Joe Satriani - Summer Song

2019年も下半期に突入した。梅雨明けの兆しがようやく見えはじめ、夏のボーナス、夏フェス、夏休みなど、JOE SATRIANI"Summer song"のような軽快な曲が聴きたくなる季節の到来だが、今回は地味で素朴でインドアな疑問を取り上げさせていただく。

皆さんは「7月」を、“しちがつ”と読むか、それとも“なながつ”と読むか。
これは、「2019」も同様であり、“にせんじゅうきゅう”なのか、“にせんじゅうく”なのか。このように、数字はナレーター泣かせである。

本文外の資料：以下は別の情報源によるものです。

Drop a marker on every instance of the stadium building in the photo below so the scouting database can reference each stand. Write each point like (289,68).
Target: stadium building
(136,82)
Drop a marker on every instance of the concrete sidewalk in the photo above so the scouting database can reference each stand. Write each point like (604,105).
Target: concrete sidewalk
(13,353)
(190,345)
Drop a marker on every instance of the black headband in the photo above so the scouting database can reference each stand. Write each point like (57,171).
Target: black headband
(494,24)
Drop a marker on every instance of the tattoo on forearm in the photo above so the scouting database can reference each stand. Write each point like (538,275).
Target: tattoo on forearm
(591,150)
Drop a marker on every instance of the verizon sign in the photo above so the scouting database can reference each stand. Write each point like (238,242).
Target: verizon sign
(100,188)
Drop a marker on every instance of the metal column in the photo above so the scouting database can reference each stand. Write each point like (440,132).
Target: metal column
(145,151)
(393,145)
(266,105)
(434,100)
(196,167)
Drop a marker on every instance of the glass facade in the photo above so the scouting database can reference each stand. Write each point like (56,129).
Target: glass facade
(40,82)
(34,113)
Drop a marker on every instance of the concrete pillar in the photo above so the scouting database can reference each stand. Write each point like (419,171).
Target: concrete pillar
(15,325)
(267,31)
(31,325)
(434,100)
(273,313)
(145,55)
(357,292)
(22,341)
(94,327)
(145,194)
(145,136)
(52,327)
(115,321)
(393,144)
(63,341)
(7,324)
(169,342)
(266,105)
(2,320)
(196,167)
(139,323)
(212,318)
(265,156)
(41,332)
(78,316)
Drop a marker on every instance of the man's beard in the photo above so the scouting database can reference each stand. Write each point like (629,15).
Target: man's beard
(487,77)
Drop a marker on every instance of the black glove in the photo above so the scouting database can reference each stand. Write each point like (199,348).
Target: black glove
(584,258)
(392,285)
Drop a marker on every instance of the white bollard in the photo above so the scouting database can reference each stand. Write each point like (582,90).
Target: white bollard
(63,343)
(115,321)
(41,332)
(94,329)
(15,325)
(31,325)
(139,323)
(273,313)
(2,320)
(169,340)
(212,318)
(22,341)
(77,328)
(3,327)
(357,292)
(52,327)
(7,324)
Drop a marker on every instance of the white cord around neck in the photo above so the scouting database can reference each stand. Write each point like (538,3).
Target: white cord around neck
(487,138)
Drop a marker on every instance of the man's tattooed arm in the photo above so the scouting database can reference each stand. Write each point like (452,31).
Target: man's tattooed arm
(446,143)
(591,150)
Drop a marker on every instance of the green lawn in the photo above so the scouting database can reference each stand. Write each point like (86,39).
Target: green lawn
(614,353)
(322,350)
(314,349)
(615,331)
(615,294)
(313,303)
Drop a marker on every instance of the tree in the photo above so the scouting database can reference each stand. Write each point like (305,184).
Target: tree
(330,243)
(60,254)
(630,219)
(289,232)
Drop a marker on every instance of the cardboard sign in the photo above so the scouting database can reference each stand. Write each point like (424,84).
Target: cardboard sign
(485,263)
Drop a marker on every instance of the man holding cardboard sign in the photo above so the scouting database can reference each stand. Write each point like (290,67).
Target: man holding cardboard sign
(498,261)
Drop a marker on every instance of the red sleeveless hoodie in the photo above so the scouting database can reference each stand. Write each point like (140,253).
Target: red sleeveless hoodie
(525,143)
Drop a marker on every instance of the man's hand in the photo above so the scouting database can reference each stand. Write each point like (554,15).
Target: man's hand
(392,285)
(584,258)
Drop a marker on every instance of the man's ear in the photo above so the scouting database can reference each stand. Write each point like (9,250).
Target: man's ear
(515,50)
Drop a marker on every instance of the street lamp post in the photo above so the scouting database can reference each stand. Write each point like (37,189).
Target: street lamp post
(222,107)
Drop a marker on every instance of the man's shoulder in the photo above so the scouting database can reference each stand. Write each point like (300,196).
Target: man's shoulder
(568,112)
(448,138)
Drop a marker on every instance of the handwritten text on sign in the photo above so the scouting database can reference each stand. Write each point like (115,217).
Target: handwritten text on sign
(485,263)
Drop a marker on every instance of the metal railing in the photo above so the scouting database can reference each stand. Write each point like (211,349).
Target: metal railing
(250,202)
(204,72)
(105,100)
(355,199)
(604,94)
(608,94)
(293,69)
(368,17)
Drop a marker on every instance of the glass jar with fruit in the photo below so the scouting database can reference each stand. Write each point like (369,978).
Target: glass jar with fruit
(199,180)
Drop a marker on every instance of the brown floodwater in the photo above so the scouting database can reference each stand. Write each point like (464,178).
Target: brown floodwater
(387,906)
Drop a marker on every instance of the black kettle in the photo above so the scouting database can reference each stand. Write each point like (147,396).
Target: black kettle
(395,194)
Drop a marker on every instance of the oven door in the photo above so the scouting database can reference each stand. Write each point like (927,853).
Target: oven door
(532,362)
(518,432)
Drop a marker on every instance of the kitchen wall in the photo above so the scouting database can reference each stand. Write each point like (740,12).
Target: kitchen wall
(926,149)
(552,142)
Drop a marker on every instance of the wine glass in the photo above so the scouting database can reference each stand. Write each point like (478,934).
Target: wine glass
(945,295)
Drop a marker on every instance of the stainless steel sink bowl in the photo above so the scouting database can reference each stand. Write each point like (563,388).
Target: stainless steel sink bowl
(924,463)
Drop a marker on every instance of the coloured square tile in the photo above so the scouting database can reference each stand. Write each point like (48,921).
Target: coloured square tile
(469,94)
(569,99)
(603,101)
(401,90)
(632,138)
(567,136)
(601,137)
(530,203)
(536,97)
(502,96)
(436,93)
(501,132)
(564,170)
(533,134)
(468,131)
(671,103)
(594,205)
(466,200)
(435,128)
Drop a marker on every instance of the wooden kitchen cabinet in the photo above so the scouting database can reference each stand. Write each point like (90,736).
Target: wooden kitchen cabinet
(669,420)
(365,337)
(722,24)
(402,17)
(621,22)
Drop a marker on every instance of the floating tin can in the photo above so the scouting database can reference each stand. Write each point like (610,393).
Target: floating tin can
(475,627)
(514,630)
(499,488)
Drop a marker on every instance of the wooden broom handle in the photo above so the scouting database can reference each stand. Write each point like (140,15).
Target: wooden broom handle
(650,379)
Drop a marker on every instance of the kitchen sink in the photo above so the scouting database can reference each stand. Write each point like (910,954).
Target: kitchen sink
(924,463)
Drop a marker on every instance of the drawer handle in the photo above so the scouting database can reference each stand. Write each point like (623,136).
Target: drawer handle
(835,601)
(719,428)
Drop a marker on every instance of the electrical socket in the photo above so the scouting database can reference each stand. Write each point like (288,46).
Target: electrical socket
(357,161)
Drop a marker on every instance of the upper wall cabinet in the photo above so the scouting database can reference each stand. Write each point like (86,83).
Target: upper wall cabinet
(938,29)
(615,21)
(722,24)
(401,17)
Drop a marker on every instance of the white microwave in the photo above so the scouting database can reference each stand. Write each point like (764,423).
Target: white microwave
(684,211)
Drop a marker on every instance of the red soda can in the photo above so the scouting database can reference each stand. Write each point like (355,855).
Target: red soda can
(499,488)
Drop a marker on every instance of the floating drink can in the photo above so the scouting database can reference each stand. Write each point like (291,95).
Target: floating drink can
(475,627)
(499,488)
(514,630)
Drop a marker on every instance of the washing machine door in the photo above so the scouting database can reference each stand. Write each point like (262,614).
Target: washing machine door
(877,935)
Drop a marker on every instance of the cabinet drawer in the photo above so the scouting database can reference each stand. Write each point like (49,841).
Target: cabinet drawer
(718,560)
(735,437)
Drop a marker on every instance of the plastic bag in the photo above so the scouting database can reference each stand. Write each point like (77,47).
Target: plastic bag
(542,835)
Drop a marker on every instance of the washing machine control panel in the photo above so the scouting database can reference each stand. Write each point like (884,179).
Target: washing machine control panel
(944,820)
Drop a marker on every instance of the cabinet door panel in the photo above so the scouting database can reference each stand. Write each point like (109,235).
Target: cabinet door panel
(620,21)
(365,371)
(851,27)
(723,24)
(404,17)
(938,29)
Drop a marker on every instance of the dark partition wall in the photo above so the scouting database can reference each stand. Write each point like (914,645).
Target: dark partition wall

会話でもナレーション読みでも、自分の場合は7月は”しちがつ”なのだが、関西出身の人などは”なながつ”と言う方が多いような気がする。調べてみると、“しちがつ”は1月(いちがつ)と聞き間違えやすい、という理由から、政府の公式発表などは”なながつ”と呼称しているとのことだ。また宿泊施設なども、予約の間違いを避けるために“なながつ”と呼ぶそうだ。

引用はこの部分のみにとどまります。